Are you undertaking any clinical research?

I am always conducting clinical research.  In my specialty of children, we perform ongoing surgical studies and look at unusual diseases like Stickler Syndrome, which can cause severe retinal detachment in one or both eyes.  I have also been conducting research on combined hamartoma of the retina and the retinal pigment epithelium, which is a rare benign lesion found in the macula, juxtapapillary, or periphery and consists of glial and pigment epithelial cells causing retinal swelling and detachment in some cases.  We have had great results operating on our patients with these uncommon diseases, amongst a host of other diseases.

What are the benefits you have seen in partnering with Retina Consultants of America?

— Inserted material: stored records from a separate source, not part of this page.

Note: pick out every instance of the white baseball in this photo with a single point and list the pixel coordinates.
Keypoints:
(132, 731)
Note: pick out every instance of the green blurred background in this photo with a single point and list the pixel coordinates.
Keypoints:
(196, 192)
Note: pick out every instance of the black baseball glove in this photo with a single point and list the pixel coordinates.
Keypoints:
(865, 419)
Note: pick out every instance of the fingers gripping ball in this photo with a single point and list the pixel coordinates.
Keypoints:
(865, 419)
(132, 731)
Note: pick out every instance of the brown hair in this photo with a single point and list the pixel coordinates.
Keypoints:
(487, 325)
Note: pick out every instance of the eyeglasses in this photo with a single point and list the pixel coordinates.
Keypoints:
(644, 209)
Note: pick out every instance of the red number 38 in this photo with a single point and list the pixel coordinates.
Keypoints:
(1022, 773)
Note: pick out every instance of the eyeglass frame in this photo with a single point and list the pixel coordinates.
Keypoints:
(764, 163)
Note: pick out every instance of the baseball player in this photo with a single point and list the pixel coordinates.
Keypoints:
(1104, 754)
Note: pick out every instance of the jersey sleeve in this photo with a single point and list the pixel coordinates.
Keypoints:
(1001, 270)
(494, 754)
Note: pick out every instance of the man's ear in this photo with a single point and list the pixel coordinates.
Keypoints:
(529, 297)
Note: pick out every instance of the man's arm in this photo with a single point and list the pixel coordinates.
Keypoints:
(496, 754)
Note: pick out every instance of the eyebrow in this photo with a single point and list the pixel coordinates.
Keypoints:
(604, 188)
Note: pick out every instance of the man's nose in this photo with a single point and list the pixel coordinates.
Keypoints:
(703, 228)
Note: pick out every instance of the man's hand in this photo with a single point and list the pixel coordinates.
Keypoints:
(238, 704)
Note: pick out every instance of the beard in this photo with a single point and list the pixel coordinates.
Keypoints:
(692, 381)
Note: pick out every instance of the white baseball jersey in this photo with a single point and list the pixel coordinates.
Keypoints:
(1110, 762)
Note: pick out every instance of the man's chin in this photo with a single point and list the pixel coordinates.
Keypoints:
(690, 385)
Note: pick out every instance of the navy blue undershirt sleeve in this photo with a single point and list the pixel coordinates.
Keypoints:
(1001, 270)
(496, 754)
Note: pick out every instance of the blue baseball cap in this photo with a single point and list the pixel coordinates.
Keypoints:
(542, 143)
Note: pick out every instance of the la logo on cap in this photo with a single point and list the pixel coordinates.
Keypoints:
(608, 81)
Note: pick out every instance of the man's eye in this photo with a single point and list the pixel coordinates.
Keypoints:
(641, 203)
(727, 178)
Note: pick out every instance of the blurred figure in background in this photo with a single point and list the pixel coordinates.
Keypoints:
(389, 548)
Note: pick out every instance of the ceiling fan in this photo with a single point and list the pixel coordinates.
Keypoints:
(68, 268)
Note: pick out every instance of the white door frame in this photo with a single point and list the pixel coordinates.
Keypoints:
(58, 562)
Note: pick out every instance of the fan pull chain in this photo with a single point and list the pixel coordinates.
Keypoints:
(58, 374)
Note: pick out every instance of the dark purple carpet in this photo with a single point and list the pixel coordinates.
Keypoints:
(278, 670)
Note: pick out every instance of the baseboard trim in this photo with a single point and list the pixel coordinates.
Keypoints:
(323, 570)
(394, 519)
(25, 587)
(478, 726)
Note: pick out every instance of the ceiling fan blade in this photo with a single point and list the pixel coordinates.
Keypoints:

RCA has helped greatly from infrastructure to best practices.  As a pediatric retinal specialist, I not only see patients and run trials, but also, I must run the logistics of a practice.  RCA’s depth of field and experience running businesses takes a lot of pressure off us on the local level.  Their help lets me do what I love to do, pursuing research and helping patients.

Lastly, what piece of advice would you give your younger self entering the field?

You always must be cognizant of every detail and aspect of things.  Though you can only guess how things may change over time, you need to be happy in what you pursue.  For me that was working with children and understanding the challenges they face, as well as gaining comfort with the intensity of this field. In the end, it is extremely rewarding to follow your passion and do what you love.